Appunti ematologia

Ematologia

Il sangue è costituito da elementi corpuscolati come cellule e frazioni cellulari, sospesi in un liquido plasmatico costituito da acqua, sali minerali in forma ionica, proteine, glicidi ed altri soluti (il plasma). Svolge fondamentalmente tre funzioni:

• Trasporto: di ossigeno dai polmoni a tutto l’organismo e di diossido di carbonio dalle cellule ai polmoni;
• Regolazione: del pH dei fluidi corporei e della temperatura corporea;
• Protezione: si coagula in caso di ferita e difende contro agenti patogeni.

Nel maschio adulto il sangue è formato per il 55% da una parte liquida, detta plasma, e per il 45% da una parte corpuscolata, costituita da cellule o frammenti di cellule (valori indicativi per un maschio adulto sano), mentre nella donna la parte liquida è rappresentata al 60% e la parte corpuscolata al 40%. Il midollo osseo è l’organo deputato alla produzione della parte corpuscolata del sangue. Detto tessuto è presente nelle ossa di tutto l'organismo in quantità variabile dai 3.000 ai 4.000 centimetri cubi; tuttavia la parte di esso effettivamente funzionante, cioè il midollo rosso, si aggira sui 1.500 centimetri cubi. Da questo litro e mezzo di midollo rosso vengono fabbricati in un giorno circa 250 miliardi di globuli rossi, 15 miliardi di globuli bianchi e 500 miliardi di piastrine.

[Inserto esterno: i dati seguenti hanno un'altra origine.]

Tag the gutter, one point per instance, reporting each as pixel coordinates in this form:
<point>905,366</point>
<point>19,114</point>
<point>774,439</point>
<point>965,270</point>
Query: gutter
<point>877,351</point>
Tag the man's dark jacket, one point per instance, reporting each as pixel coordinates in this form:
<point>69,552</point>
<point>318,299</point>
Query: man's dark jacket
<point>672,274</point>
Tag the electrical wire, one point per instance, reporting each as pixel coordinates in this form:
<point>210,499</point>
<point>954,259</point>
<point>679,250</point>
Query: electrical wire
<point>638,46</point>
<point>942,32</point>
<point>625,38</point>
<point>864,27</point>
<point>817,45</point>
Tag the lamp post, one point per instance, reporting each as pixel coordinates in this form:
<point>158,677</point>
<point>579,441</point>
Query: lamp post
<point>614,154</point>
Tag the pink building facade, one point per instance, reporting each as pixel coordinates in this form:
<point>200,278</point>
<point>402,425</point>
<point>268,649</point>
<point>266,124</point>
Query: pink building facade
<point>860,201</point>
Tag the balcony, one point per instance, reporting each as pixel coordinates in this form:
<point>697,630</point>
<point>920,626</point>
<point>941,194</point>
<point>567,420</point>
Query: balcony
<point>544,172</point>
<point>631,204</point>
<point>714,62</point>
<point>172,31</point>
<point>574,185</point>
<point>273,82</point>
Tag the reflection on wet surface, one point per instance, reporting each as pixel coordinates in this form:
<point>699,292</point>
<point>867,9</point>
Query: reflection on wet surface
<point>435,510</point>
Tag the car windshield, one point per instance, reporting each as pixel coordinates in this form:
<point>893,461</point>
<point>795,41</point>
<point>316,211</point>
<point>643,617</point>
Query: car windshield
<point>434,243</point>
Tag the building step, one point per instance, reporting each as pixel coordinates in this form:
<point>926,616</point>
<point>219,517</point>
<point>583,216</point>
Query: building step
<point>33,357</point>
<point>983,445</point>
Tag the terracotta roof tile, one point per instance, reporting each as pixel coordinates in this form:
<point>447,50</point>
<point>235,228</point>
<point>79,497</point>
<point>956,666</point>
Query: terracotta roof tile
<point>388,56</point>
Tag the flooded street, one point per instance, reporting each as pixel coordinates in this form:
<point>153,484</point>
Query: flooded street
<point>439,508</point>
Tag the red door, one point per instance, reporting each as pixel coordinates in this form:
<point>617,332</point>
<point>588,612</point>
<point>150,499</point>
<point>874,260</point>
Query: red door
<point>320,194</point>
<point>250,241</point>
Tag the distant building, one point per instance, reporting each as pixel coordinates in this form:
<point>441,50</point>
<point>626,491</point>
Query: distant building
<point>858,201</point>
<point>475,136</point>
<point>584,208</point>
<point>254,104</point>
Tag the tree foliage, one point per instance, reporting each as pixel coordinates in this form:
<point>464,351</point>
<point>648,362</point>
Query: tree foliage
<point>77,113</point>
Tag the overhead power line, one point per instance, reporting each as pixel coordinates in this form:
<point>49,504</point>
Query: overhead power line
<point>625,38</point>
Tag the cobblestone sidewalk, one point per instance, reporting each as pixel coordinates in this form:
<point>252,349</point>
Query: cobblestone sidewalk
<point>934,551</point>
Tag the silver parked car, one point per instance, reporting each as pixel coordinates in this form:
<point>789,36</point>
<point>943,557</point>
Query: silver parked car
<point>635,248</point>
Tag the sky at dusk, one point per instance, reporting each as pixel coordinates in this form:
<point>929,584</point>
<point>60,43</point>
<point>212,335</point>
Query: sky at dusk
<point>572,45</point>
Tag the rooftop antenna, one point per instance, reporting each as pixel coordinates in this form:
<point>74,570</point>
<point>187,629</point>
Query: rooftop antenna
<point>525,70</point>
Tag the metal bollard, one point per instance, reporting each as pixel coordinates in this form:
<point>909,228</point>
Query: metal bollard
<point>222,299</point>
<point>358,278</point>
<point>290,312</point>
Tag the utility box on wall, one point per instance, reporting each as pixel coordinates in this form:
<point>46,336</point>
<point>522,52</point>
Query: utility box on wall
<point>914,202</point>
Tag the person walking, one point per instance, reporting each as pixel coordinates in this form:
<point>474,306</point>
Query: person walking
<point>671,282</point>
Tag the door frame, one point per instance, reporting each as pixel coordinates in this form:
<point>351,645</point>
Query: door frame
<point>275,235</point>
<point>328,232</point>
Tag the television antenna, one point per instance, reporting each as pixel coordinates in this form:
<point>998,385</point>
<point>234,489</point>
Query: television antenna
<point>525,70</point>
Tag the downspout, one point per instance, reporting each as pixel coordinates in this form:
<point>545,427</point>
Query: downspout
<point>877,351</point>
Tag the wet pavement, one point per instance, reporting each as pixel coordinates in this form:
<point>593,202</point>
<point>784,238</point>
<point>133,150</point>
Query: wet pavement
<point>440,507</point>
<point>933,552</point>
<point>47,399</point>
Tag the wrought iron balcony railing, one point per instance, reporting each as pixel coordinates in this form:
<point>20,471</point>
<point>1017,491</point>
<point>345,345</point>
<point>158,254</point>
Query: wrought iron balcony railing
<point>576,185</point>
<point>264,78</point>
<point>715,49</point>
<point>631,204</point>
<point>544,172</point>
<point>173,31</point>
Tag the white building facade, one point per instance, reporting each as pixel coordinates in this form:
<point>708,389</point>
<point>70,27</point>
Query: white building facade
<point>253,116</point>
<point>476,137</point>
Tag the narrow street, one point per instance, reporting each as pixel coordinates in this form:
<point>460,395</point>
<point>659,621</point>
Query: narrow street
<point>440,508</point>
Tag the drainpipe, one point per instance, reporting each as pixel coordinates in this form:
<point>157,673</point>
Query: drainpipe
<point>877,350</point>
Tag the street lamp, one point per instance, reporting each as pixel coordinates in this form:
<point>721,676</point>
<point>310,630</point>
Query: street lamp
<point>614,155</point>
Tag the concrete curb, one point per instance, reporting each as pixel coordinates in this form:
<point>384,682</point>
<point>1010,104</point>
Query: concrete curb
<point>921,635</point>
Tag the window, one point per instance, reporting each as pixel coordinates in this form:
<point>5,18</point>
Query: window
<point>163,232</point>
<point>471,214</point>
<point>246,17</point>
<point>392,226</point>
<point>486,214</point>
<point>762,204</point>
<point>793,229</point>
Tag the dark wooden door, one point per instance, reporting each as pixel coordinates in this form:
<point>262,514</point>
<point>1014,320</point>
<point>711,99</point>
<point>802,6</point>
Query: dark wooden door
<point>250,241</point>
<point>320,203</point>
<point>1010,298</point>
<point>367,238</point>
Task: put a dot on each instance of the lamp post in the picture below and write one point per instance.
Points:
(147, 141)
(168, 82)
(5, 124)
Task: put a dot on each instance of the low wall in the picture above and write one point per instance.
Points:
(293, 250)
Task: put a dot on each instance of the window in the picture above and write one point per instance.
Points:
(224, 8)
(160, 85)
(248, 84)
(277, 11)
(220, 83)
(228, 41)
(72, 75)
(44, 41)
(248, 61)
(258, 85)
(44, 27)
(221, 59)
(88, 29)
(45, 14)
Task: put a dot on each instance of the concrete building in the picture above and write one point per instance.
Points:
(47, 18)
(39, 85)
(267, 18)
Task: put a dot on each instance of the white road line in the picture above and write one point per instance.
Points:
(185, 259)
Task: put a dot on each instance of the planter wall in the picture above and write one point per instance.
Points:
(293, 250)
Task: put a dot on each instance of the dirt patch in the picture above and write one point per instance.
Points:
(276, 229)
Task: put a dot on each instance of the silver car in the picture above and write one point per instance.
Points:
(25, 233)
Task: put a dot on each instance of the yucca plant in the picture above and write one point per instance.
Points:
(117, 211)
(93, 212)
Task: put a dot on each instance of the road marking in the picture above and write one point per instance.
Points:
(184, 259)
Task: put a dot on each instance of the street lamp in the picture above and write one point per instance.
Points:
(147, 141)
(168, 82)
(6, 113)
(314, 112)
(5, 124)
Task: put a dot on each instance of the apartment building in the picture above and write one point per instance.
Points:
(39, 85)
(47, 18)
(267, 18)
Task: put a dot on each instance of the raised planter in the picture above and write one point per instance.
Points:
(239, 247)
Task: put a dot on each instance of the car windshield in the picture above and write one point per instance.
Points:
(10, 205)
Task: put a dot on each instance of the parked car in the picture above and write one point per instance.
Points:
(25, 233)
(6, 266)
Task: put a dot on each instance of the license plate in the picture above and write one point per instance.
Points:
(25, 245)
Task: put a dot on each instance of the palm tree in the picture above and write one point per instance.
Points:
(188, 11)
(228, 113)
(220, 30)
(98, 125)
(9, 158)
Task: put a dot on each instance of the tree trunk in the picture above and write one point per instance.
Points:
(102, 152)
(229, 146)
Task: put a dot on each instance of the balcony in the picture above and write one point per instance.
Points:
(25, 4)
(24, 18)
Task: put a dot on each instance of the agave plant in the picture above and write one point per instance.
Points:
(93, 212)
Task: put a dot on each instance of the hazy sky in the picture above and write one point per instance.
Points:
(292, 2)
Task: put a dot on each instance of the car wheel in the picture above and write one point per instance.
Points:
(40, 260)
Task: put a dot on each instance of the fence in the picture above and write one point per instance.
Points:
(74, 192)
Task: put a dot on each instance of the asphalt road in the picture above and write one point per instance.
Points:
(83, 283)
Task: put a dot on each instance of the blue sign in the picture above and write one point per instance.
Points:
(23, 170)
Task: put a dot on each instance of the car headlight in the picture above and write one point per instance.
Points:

Prelevando una goccia di sangue da una regione periferica dell'organismo (per esempio dal polpastrello di un dito), e contando in essa gli elementi presenti, si può dedurre che in un millimetro cubo si trovano approssimativamente:

• 5 milioni di globuli rossi;
• 7.000 globuli bianchi;
• 250.000 piastrine.

Eritrociti (Globuli Rossi)

Gli eritrociti (globuli rossi) sono gli elementi senza nucleo più numerosi del sangue, nell'uomo adulto raggiungono i 5 milioni, nella donna 4,5 milioni per millimetro cubo. Hanno la forma di un disco biconcavo, che facilita gli scambi per diffusione della membrana plasmatica e la loro deformabilità, e, non possedendo nucleo (lo perdono durante l’emopoiesi), non possono essere definite quali cellule vere e proprie. Il citoplasma degli eritrociti è d'aspetto omogeneo e contiene una proteina fondamentale affinché essi svolgano la loro funzione principale, cioè quella di trasportatori d'ossigeno, detta emoglobina (Hb). L'emoglobina è un tetramero formato da quattro unità di globulina (due catene α e due catene β), che racchiudono ciascuna, in una gabbia di amminoacidi idrofobici, un gruppo eme, contenente ferro bivalente.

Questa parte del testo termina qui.